Modalità e termini dei pagamenti dovuti in sede di voluntary disclosure

Di cosa si tratta

In questo approfondimento tratteremo dei termini di versamento delle somme dovute nell’ambito della procedura di collaborazione volontaria, vale a dire le modalità di pagamento, riservando ad altra sede le considerazioni relative al “quanto” dovuto, cioè il calcolo di imposte e sanzioni derivanti dall’applicazione della disciplina di voluntary disclosure.
Con riferimento ai termini per il pagamento, la norma prevede che le somme dovute in base all’invito di cui all’articolo 5, comma 1, del decreto legislativo 19 giugno 1997, n. 218, e successive modificazioni, devono essere versate “entro il quindicesimo giorno antecedente la data fissata per la comparizione”. Si tratta dell’invito a comparire previsto nell’ambito della procedura di accertamento con adesione, che è richiamata in sede di voluntary disclosure.
Il versamento deve essere effettuato “secondo le ulteriori modalità indicate nel comma 1-bis del medesimo articolo per l’adesione ai contenuti dell’invito”: il riferimento è al fatto che alla comunicazione di adesione debba essere allegata la quietanza di avvenuto versamento del pagamento integrale o della prima rata, nel caso di pagamento rateale.
Prevede inoltre la norma che le somme dovute in base all’accertamento con adesione debbano essere versate “entro venti giorni dalla redazione dell’atto” e che le somme dovute in base all’atto di contestazione o al provvedimento di irrogazione delle sanzioni per la violazione degli obblighi di dichiarazione debbano essere versate “entro il termine per la proposizione del ricorso, ai sensi dell’articolo 16 del decreto legislativo 18 dicembre 1997, n. 472, e successive modificazioni”. Tale termine è di 60 giorni dalla notificazione del provvedimento (art. 18, d.lgs. 472/1997).

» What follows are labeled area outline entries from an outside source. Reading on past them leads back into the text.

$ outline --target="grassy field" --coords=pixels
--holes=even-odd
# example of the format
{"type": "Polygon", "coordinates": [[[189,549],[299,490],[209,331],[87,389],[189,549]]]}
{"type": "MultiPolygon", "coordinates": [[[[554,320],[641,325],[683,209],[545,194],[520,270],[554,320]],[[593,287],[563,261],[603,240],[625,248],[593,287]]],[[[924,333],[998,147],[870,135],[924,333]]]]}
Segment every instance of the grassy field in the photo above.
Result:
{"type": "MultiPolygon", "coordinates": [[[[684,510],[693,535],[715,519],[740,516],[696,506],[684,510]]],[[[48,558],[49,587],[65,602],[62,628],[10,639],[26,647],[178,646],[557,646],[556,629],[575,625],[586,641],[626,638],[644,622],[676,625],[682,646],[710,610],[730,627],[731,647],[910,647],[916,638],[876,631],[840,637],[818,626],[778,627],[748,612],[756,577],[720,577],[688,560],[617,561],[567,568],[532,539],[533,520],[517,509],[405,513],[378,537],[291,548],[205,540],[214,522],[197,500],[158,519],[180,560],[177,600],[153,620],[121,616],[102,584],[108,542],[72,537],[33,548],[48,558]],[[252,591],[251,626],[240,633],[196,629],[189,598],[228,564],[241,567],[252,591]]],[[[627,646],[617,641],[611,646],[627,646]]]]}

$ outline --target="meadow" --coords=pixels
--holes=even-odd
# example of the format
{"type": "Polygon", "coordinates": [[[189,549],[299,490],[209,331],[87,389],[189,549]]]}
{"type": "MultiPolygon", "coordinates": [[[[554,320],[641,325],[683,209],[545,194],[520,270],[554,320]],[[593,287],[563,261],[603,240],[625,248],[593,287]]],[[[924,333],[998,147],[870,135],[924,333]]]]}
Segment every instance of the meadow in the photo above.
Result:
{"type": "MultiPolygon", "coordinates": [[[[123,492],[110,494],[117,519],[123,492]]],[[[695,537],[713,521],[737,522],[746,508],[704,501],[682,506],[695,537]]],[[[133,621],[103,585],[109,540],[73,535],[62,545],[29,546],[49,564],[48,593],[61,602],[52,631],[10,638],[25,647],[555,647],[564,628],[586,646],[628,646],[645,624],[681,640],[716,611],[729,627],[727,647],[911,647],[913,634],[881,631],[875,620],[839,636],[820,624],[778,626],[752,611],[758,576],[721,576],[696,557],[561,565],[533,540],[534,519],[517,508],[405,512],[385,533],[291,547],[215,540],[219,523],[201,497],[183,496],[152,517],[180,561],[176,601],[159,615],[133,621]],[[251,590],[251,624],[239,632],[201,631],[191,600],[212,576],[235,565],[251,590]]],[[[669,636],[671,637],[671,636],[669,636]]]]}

In questo caso il versamento deve avvenire “senza avvalersi della compensazione prevista dall’articolo 17 del decreto legislativo 9 luglio 1997, n. 241, e successive modificazioni”.

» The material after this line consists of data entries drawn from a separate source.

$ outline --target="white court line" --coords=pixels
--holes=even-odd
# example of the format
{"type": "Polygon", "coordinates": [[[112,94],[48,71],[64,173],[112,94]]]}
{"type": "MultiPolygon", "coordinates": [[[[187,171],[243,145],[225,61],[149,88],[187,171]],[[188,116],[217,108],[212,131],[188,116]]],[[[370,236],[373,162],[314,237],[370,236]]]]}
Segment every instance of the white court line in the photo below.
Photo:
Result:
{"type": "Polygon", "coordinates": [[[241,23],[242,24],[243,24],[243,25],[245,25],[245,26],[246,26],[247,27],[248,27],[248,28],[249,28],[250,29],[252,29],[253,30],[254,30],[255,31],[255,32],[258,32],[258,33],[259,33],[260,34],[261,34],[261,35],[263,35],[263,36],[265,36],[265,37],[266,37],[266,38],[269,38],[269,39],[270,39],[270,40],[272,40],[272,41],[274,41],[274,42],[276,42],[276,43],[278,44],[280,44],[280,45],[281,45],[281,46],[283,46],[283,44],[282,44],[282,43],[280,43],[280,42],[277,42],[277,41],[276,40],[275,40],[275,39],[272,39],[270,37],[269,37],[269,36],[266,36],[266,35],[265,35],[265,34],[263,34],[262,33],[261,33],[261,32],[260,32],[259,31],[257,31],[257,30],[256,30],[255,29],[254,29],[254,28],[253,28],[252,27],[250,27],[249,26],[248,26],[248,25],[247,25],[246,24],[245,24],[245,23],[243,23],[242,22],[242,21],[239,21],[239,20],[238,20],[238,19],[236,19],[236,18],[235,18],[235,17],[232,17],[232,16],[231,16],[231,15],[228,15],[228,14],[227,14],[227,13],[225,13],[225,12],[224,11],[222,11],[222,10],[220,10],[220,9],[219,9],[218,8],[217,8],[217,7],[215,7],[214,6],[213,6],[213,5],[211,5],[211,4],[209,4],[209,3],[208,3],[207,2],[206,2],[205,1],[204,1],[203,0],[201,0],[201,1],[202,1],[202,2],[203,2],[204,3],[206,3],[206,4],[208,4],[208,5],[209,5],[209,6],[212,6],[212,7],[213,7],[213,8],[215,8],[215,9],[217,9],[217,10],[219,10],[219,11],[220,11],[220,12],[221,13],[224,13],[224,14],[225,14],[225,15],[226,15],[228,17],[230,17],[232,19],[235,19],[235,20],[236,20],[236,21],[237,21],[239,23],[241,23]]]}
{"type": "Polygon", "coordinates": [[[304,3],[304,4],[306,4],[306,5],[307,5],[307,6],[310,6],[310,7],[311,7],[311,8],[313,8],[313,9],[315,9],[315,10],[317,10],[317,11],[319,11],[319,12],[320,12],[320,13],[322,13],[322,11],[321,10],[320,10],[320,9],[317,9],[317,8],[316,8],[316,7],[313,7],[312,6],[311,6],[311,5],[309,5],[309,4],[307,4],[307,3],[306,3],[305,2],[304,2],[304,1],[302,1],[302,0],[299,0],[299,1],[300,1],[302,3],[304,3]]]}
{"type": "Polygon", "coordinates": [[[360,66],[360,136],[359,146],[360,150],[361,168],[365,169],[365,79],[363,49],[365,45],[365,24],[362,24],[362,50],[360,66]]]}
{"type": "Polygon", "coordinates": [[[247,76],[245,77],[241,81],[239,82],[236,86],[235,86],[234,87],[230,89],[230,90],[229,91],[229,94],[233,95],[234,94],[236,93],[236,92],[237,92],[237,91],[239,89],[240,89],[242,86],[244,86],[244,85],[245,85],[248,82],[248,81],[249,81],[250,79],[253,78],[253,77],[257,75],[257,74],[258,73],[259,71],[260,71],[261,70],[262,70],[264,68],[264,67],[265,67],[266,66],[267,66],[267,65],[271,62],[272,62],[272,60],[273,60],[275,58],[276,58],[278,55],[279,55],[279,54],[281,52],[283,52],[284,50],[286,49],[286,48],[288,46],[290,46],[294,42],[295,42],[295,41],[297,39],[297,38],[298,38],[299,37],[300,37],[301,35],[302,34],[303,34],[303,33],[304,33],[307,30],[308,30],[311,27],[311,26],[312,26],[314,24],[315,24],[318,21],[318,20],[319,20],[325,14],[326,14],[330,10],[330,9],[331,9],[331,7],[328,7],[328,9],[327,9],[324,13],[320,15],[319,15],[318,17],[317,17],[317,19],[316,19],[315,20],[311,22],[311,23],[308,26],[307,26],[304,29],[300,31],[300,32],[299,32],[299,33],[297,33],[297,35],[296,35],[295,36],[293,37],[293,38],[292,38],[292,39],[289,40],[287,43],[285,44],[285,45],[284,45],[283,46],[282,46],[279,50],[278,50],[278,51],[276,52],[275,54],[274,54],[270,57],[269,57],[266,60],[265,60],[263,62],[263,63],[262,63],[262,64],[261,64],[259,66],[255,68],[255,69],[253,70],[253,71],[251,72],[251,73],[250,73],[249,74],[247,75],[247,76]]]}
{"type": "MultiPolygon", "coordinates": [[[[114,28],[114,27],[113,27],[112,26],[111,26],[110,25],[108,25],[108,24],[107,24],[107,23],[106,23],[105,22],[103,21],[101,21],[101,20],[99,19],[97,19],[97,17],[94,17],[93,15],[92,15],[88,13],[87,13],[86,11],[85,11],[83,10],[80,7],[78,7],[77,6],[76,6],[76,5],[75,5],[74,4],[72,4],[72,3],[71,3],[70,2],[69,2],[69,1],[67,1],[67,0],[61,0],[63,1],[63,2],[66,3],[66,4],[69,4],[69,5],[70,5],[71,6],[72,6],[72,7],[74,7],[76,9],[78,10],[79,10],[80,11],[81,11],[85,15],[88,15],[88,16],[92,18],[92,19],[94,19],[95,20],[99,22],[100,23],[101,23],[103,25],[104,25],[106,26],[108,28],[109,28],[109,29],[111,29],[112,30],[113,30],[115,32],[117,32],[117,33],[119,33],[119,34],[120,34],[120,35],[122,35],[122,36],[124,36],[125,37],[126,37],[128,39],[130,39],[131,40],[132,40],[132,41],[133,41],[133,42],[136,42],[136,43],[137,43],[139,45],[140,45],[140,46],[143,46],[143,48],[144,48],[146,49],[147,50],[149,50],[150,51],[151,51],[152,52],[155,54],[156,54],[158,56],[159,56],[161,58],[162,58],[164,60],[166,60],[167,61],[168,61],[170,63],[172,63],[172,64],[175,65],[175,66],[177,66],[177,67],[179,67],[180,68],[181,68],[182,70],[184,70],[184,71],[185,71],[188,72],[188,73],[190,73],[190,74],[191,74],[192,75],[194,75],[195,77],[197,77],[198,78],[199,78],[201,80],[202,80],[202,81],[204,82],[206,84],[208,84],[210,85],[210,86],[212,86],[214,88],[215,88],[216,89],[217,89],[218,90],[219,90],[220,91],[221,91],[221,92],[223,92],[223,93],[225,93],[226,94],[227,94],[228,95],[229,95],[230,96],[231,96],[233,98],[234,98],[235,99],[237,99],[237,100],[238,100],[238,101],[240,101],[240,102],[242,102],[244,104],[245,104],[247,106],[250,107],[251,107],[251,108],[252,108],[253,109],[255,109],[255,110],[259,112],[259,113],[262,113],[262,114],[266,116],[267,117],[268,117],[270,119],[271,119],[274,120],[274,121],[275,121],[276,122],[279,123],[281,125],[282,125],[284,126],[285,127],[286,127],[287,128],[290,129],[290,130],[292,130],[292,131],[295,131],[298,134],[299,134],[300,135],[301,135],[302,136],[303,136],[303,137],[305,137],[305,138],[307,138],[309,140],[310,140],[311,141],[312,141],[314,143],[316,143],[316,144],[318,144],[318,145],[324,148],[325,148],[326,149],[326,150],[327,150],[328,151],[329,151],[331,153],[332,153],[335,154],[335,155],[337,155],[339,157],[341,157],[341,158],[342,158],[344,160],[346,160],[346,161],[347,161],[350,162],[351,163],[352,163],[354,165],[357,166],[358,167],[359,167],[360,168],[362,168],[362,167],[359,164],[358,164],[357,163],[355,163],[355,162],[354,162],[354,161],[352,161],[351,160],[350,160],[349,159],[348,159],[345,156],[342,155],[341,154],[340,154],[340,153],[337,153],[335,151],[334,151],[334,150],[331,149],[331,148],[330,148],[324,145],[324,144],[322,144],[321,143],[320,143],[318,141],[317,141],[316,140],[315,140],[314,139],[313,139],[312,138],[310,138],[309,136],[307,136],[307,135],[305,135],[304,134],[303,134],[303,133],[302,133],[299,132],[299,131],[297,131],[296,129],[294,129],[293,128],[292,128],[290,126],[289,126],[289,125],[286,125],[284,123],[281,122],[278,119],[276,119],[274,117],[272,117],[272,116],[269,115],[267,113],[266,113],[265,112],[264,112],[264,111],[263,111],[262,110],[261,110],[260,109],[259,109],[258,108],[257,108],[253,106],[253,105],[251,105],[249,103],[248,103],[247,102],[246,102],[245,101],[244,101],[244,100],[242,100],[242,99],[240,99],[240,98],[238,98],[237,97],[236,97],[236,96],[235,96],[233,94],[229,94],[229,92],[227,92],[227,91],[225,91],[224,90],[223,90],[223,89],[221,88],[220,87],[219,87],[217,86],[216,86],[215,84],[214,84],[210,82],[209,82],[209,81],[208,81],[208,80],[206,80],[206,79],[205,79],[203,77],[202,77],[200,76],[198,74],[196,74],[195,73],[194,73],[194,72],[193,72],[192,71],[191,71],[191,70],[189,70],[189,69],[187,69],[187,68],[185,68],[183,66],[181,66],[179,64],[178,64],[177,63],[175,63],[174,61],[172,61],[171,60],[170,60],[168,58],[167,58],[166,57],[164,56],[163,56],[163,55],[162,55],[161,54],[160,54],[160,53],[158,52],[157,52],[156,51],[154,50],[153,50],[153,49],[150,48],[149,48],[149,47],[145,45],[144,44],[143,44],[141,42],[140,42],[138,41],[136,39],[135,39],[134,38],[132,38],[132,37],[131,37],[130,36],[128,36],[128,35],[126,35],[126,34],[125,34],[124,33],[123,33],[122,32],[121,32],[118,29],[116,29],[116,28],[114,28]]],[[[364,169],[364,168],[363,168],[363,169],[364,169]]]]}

Per quanto riguarda le modalità di pagamento, il versamento può essere eseguito in unica soluzione ovvero essere ripartito, su richiesta dell’autore della violazione, in tre rate mensili di pari importo. In caso di pagamento rateale, il versamento della prima rata deve essere effettuato nei termini e con le modalità descritti sopra.
Il mancato pagamento anche di una sola rata comporta il venir meno degli effetti della procedura.